The Nigerian National Petroleum Company Limited on Tuesday said it has deactivated 395 illegal refineries in its efforts to curb oil theft in Nigeria.
Mallam Mele Kyari, the Group Managing Director, NNPCL, said this at a meeting with the Senate ad hoc committee on oil theft in Nigeria.
Kyari, who raised an alarm over the scale of oil theft, and vandalism of assets in recent times described the crime as calamitous.
“We have deactivated 395 illegal refineries, we have taken down 273 wooden boats, we have destroyed 374 illegal reservoirs, we destroyed 1,561 metal tanks.
“We have sized over 49 trucks and burnt them down, we have discovered illegal oil pits of 898 so far, and I,219 cooking sites have been taken down,” he said.

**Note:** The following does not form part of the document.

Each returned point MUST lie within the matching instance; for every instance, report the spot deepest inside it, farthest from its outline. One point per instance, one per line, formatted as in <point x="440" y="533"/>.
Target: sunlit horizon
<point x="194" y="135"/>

He said NNPCL, via the help of its private security partners, discovered an illegal connection of four kilometres route into the sea running from its major forcados line into the sea which has probably operated for the last nine years.
According to him, the illegal four kilometres route does not get to its terminal.
He said crude theft by vandals has brought down Nigeria’s oil production to around 1.2 million barrels per day from 1.8 million.
He said that It was not true that the difference between 1.2 million barrels and its potential budget level of 1.8 million barrels was been stolen.
“To be very precise, we have never seen this level of escalations in our operations.
“The scale of oil theft, vandals that we are seeing today is unprecedented, prices of crude oil is so high in the market today, for oil thieves to operate.
” But we have put a structure of security hovering around our partners, all the government security agencies, we have set up security private contractors.
“Because the Brass, Forcados and the Bonny terminals, all of them are practically doing zero production today, the combined effect is that you have lost 600,000 barrels per day when you do a reality test.
“But we hope to restore production to the forcados terminal, this is as a result of the security intervention that is ongoing,” he said.
The Chairman of the joint committee, Sen. Mohammed Nakudu (APC -Jigawa) urged the NNPCL group general manager to install trackers on trucks lifting crude from terminals, saying that there was technology to monitor ships laden with crude as done in other countries.
He also urged him to be prepared for oversight in Port Harcourt and Warri Refineries, given the submission of NNPCL that the refineries have been rehabilitated.